Yes, Prager U Wants to Indoctrinate Your Kids. But That’s Not Really the Point.
The aim isn’t just to change what gets taught but to transform how we understand ourselves, the public realm, and the common good.

When New Hampshire education officials recently approved the use of material from the conservative website PragerU, the decision was met with a predictable outcry. For liberals, here was proof that the same Republican officials who have been railing against propaganda and brainwashing in the schools are actually just fine with indoctrination—as long as it comes from the right.
PragerU’s materials are indeed riddled with distortions and misrepresentations. Yet what’s far more alarming about such stridently partisan curricular options is that they are designed to alienate people from the idea of common schooling, threatening the foundations of our public education system.
Founder Dennis Prager has long been open about the fact that his aim is to indoctrinate kids into right-wing ideas, one five-minute video at a time. In reality, however, very few students will encounter the PragerU videos denying the link between fossil fuels and climate change or depicting abolitionist Frederick Douglass justifying slavery. In New Hampshire, for instance, students can now complete PragerU’s courses through the state’s “Learn Everywhere” program, which lets entities other than schools grant academic credit; but “Learn Everywhere” has been an unmitigated flop. Of the state’s 162,000 public school students, just 32 have signed up for the program.
In Oklahoma, the story has been much the same. The state’s top education official, Ryan Walters, announced Oklahoma’s PragerU partnership with great fanfare, billing it as a means of providing students and teachers with “high quality materials rich in American history and values.” But while a link to the PragerU materials now appears on the state’s Department of Education website, Walters can’t mandate their use in individual schools—that’s up to local school boards to decide. Among Oklahoma’s largest school districts, precisely none say they plan to use the materials.
Even in Florida, where politicians and policymakers have worked to transform teaching around race and gender, the decision to use a “supplemental curriculum” created by PragerU rests in the hands of individual educators. And while accurate figures are hard to come by, the share of classrooms using PragerU materials appears to be below one percent.
In other words, if the goal of right-wing politicians is to push PragerU into K-12 classrooms, they’re failing miserably. But PragerU is only one small part of a much larger political project. Conservative leaders aren’t trying to force students into PragerU courses; instead, they’re prying open the gates for an entire army of partisan curriculum developers to come marching through our public schools.
Presently, decisions about curriculum are made on the basis of shared interests; public schools are recognized as common ground. For right-wing ideologues like Oklahoma’s Ryan Walters or New Hampshire Commissioner of Education Frank Edelblut, that’s a problem. As they see it, education shouldn’t be about shared interests at all—it should be about individual preferences. In their view, asking people to come to a collective agreement about what to teach in the schools is a form of tyranny; families should be free to raise their children believing whatever they’d like them to believe.

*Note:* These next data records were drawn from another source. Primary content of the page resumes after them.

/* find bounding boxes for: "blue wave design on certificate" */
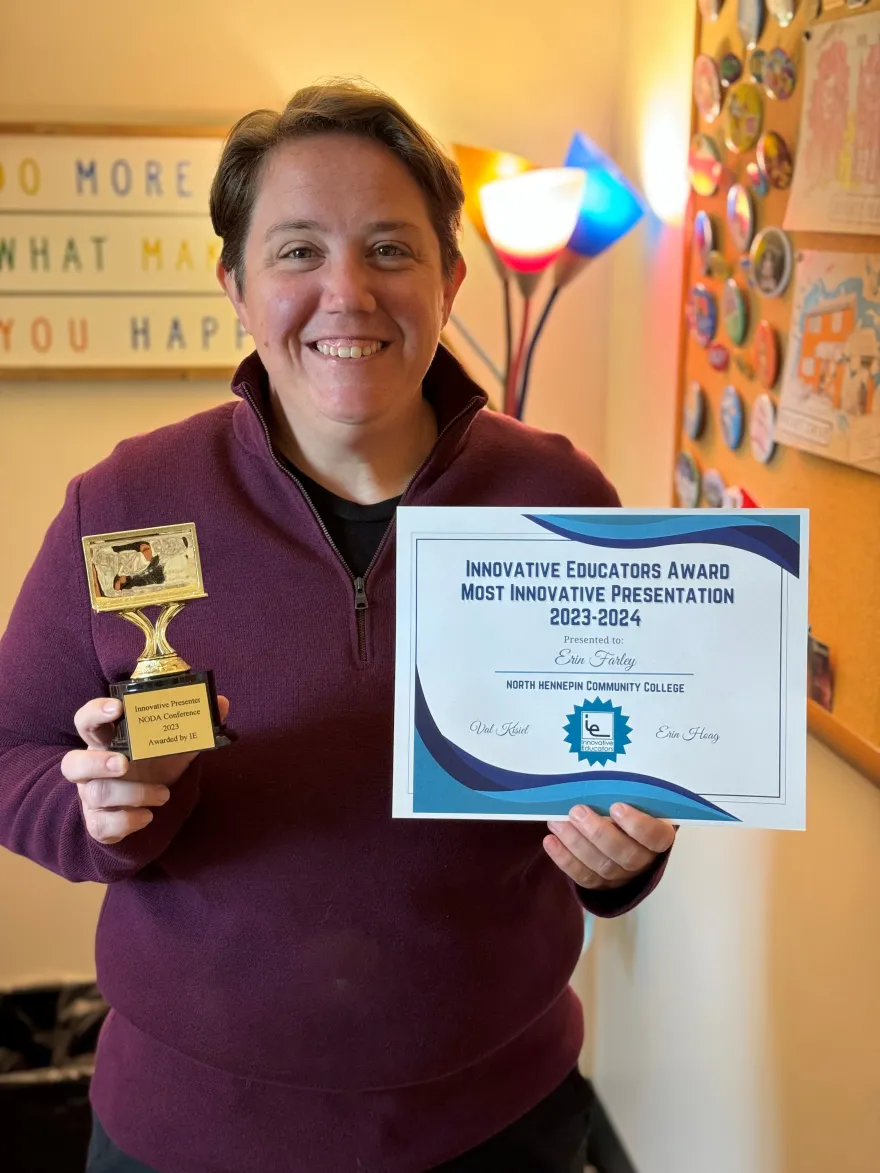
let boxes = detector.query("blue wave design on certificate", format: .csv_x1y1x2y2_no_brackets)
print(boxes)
523,514,800,578
413,672,740,822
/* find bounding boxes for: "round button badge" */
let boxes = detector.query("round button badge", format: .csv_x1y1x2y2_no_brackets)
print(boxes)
761,49,797,101
749,394,776,465
693,53,722,122
693,211,715,276
737,0,764,49
754,321,779,391
726,81,764,154
767,0,796,28
727,183,754,252
750,130,794,190
706,343,730,371
745,163,770,196
684,382,706,440
703,468,727,509
688,284,718,347
720,384,745,452
688,135,723,196
749,228,793,297
675,452,700,509
722,277,749,346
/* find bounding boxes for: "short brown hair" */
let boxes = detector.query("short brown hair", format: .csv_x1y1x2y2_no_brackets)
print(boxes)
210,80,465,290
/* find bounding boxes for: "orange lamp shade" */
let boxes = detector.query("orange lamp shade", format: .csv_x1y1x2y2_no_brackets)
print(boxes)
452,143,535,244
480,167,587,273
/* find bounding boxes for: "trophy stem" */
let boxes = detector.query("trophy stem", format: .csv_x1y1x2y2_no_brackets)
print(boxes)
117,603,189,680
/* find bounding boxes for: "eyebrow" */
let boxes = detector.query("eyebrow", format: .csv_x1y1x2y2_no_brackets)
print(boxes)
266,219,420,239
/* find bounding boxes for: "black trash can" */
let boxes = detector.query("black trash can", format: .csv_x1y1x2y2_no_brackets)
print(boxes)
0,983,108,1173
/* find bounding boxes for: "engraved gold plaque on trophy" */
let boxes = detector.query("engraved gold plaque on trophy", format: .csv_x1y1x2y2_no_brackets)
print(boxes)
82,522,231,761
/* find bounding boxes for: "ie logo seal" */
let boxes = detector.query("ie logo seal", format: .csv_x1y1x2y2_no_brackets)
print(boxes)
563,697,632,766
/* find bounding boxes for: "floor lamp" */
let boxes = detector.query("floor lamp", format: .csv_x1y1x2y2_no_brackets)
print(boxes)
453,131,644,419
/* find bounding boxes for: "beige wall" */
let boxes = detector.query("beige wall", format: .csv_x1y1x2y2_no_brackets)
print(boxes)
0,0,618,984
594,0,880,1173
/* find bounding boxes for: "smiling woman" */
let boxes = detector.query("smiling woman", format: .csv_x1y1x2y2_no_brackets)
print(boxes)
211,84,465,503
0,84,673,1173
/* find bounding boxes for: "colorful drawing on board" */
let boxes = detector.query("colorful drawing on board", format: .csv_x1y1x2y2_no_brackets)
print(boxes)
777,251,880,474
784,12,880,235
758,130,794,189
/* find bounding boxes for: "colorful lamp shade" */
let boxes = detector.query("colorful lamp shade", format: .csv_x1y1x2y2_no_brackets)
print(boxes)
452,143,535,245
555,130,644,285
480,167,587,291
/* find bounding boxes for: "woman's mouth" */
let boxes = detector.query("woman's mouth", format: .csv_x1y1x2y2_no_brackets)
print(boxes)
309,338,390,359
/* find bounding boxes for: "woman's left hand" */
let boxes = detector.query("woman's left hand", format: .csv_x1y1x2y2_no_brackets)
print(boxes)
544,802,676,890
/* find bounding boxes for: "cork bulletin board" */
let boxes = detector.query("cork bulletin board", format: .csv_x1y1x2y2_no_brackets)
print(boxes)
676,0,880,785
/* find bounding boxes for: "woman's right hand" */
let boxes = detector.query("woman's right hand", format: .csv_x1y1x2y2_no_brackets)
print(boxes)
61,697,229,843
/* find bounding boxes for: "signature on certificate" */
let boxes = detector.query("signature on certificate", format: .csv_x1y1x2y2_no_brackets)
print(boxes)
655,725,720,745
471,721,529,737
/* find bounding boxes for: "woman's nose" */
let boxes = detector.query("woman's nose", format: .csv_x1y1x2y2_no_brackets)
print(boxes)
321,256,375,313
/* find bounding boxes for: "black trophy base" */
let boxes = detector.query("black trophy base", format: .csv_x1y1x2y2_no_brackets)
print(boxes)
110,671,233,761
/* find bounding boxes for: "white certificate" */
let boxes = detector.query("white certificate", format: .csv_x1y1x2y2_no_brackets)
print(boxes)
393,508,808,829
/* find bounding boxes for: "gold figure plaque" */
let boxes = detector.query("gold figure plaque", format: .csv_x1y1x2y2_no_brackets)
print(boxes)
82,522,231,761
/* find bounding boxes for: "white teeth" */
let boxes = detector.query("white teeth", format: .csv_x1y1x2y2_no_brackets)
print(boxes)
314,343,385,359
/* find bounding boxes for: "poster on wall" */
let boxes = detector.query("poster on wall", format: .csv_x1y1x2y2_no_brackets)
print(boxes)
0,127,252,379
784,12,880,235
776,251,880,474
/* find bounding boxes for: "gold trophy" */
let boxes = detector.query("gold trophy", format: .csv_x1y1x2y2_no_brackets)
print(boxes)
82,522,232,761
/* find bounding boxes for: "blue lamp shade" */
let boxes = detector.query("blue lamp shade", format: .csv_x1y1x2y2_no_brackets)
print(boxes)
566,130,644,258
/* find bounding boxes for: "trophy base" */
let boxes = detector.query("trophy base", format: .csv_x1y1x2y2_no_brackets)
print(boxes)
110,671,232,761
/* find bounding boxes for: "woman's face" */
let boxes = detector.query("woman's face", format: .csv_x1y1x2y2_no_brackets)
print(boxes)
219,134,465,427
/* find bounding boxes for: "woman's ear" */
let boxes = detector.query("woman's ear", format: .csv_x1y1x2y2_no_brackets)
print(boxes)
216,260,251,334
444,253,467,326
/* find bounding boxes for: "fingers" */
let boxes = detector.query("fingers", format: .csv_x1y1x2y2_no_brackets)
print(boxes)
61,750,129,782
74,697,122,748
560,806,655,875
544,802,676,888
544,835,610,889
611,802,678,855
79,778,171,811
83,808,153,846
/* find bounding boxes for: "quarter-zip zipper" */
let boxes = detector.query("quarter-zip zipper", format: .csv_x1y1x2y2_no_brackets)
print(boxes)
238,384,479,663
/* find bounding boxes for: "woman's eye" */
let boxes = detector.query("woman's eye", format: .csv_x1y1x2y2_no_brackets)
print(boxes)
375,244,409,257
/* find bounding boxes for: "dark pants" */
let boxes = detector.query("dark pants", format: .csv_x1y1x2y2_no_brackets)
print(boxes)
86,1071,590,1173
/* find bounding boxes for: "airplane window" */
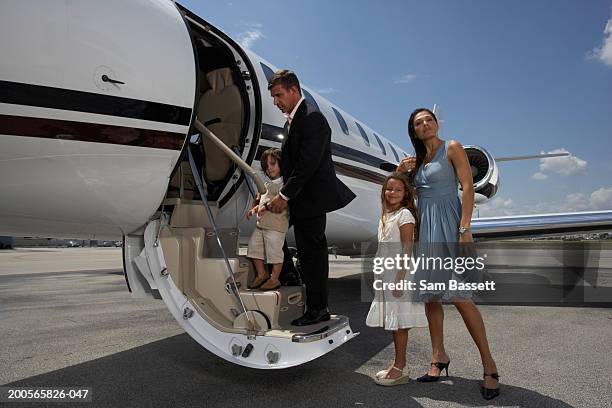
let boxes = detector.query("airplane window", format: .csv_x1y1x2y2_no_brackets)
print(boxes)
355,122,370,146
389,143,399,161
260,62,274,82
332,108,349,136
302,88,321,110
372,133,387,156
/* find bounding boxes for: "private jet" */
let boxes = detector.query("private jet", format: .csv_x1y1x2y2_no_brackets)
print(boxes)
0,0,612,369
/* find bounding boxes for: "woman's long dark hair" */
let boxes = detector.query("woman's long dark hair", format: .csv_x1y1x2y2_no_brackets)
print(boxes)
380,172,419,241
408,108,438,185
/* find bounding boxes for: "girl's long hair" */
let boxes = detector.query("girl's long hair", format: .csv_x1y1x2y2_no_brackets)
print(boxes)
380,172,419,241
408,108,438,184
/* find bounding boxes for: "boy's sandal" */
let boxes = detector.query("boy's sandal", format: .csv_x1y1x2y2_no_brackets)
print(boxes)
259,278,280,290
374,366,410,387
248,276,270,289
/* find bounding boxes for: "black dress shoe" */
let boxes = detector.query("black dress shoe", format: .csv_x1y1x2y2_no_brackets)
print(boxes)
480,373,499,400
417,360,450,382
291,309,331,326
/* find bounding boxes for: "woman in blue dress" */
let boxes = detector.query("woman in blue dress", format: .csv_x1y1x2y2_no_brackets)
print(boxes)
397,108,499,399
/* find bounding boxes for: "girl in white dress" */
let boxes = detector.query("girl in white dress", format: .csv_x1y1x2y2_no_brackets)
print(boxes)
366,173,427,386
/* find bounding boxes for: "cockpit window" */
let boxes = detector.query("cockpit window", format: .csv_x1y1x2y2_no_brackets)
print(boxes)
302,88,321,110
260,62,274,82
372,133,387,156
389,143,399,161
332,108,349,136
355,122,370,146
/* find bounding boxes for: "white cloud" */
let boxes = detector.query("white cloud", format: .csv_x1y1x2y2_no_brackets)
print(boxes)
588,14,612,67
589,187,612,210
531,148,587,180
475,187,612,217
531,171,548,180
393,74,416,84
316,88,338,95
238,30,264,48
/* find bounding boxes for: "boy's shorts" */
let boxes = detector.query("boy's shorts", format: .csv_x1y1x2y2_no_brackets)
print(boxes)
247,227,286,264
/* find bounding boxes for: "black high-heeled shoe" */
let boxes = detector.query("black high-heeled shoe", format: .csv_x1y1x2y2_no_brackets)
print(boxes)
480,373,499,400
417,360,450,382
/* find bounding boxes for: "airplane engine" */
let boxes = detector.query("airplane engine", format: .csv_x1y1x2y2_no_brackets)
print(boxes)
464,145,499,204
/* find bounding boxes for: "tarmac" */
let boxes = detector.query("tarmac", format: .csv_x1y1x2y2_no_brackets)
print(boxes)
0,248,612,408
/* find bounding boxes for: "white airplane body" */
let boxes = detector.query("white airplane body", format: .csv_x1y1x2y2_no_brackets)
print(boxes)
0,0,612,368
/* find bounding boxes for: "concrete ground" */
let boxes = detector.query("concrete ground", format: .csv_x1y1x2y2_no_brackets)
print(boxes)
0,248,612,408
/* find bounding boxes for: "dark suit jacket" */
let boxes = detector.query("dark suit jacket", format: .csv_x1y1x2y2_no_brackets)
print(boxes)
281,100,355,220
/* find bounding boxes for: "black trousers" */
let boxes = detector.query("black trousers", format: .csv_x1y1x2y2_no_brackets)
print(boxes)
293,214,329,310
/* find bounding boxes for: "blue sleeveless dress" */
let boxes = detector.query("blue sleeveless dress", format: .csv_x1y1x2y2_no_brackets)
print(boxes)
414,141,471,302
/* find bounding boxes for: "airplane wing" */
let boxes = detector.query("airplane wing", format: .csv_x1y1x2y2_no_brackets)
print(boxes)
472,211,612,240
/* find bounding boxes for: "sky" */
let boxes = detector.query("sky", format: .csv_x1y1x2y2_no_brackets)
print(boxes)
180,0,612,217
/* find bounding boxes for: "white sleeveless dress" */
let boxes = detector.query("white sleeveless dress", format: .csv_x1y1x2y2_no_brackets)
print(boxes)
366,208,427,330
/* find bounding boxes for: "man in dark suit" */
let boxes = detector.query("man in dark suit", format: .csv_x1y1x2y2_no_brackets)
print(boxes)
268,70,355,326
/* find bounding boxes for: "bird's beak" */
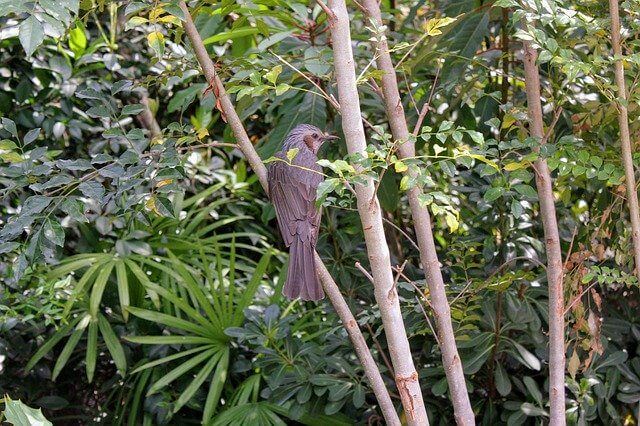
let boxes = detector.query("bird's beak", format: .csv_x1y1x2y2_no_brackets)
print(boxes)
322,133,340,141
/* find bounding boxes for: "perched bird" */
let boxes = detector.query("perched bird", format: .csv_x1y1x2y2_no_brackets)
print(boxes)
268,124,337,300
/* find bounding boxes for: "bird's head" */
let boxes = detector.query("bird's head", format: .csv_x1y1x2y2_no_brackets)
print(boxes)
285,124,338,154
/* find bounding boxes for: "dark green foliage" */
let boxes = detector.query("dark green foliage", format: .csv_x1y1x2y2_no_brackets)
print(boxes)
0,0,640,425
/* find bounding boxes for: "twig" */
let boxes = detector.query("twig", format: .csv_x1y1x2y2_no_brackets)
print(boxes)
540,106,562,144
394,265,440,346
269,50,340,112
179,0,400,425
413,67,442,136
176,142,239,151
355,262,374,284
564,281,598,315
316,0,336,21
564,226,578,269
365,323,395,375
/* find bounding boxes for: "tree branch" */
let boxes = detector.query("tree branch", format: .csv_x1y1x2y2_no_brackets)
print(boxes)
609,0,640,280
364,0,475,425
329,0,429,426
179,0,400,425
523,25,566,426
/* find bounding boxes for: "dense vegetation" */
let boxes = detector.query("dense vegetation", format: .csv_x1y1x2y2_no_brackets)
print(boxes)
0,0,640,425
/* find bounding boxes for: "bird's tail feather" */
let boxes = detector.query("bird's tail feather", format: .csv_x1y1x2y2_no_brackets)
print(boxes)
282,238,324,300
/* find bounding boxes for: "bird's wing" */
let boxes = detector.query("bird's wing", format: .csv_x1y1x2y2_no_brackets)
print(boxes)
268,161,320,247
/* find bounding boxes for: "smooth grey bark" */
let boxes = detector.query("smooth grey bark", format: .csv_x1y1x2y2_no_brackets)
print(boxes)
362,0,475,425
523,41,566,426
180,1,400,426
318,0,429,426
609,0,640,280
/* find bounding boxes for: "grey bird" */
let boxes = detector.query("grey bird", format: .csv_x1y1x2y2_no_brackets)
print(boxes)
268,124,337,300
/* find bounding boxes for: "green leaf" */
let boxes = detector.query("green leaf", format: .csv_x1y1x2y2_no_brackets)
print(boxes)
203,27,260,46
304,46,332,77
494,362,511,396
89,261,114,318
121,104,145,115
483,187,505,203
127,306,210,336
24,317,80,371
513,184,538,198
131,344,215,374
69,23,87,59
18,15,44,56
522,376,542,405
44,219,64,247
125,336,214,345
440,160,456,177
264,65,282,84
287,148,300,163
393,161,409,173
85,319,98,383
511,341,541,371
167,83,207,112
147,347,219,395
115,260,129,322
2,117,18,138
78,180,104,202
202,348,229,424
4,396,53,426
173,350,228,412
23,127,40,146
147,31,164,59
98,314,127,377
0,139,18,151
51,328,84,382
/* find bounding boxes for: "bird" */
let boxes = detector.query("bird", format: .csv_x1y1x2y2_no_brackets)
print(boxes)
267,124,338,301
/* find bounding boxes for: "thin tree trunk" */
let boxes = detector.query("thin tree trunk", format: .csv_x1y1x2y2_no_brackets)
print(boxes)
523,37,566,426
319,0,429,426
180,1,400,426
363,0,475,425
609,0,640,280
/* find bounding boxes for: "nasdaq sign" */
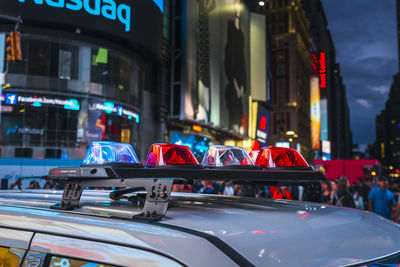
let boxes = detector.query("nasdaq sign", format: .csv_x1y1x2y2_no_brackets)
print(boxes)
18,0,131,32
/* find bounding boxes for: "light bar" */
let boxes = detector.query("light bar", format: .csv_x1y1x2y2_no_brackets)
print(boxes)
145,144,199,167
202,145,254,167
83,142,140,165
256,147,309,168
249,150,260,162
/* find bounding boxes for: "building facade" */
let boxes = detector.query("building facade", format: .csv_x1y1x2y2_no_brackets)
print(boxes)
268,0,313,160
302,0,353,159
166,0,269,158
375,74,400,171
374,0,400,169
0,0,164,159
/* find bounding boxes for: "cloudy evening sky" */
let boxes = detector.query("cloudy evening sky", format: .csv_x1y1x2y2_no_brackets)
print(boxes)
322,0,398,147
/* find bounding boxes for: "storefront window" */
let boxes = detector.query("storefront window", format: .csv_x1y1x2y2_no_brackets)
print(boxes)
90,48,132,93
0,34,144,158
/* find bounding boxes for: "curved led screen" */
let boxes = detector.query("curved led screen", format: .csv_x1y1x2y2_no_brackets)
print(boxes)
0,0,163,55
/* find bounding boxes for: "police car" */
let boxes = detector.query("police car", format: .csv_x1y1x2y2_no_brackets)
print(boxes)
0,142,400,267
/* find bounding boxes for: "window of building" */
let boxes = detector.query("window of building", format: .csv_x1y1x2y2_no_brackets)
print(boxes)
58,50,72,80
276,22,286,33
276,64,286,76
276,39,286,49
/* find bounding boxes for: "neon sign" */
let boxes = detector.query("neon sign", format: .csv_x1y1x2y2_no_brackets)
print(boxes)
319,52,327,88
89,101,140,123
17,96,80,110
18,0,130,32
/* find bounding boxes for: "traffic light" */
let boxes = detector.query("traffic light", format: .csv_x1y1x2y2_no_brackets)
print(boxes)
6,32,22,62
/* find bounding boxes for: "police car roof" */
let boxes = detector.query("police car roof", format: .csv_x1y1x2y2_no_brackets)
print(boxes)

PragerU, then, is simply a means to an end—one option among what conservative leaders hope will be many. In this imagined future, families will select curricular units on an à la carte basis. Over time, a new vision of school will emerge, in which individual private interests and ideological preferences drive decisions about content. Their objective, in other words, isn’t merely to change what gets taught; it’s to change the way we understand ourselves as a public. Or, more specifically, their objective is to get us to stop understanding ourselves as a public and begin seeing ourselves as a collection of individuals.
As our schools become increasingly engulfed in culture wars, it may be tempting to fight fire with fire. Indeed, each time a state has announced a partnership with PragerU, opponents have encouraged parents and teachers to opt out. Educate your own kids however you want, but stay away from my children. Yet that’s exactly the outcome that the far right is hoping for. And it’s precisely what groups like Moms for Liberty have been encouraging their members to do with respect to topics and content matter that they object to.
If we are going to exist as a nation, there are beliefs and stories we need to share. And, historically, our public schools have been the chief mechanism for ensuring common ground. That isn’t to say that we have always agreed about what should be taught in the schools. American educational history is littered with conflict and contestation, and today’s school wars bear a distinct resemblance to those of the past. But this time what’s being proposed is dissolution rather than debate. Instead of duking it out over what all children should learn, we are being encouraged to all go our separate ways. In short, PragerU isn’t what we should be worried about. What’s far more concerning is a vision of education in which the curriculum is fractured into a thousand customized options, matching whatever ideological preferences individual families have. In such a future, we would certainly fight less about public schools. But that’s because we would have turned our backs on one another and walked away from the idea of the common good.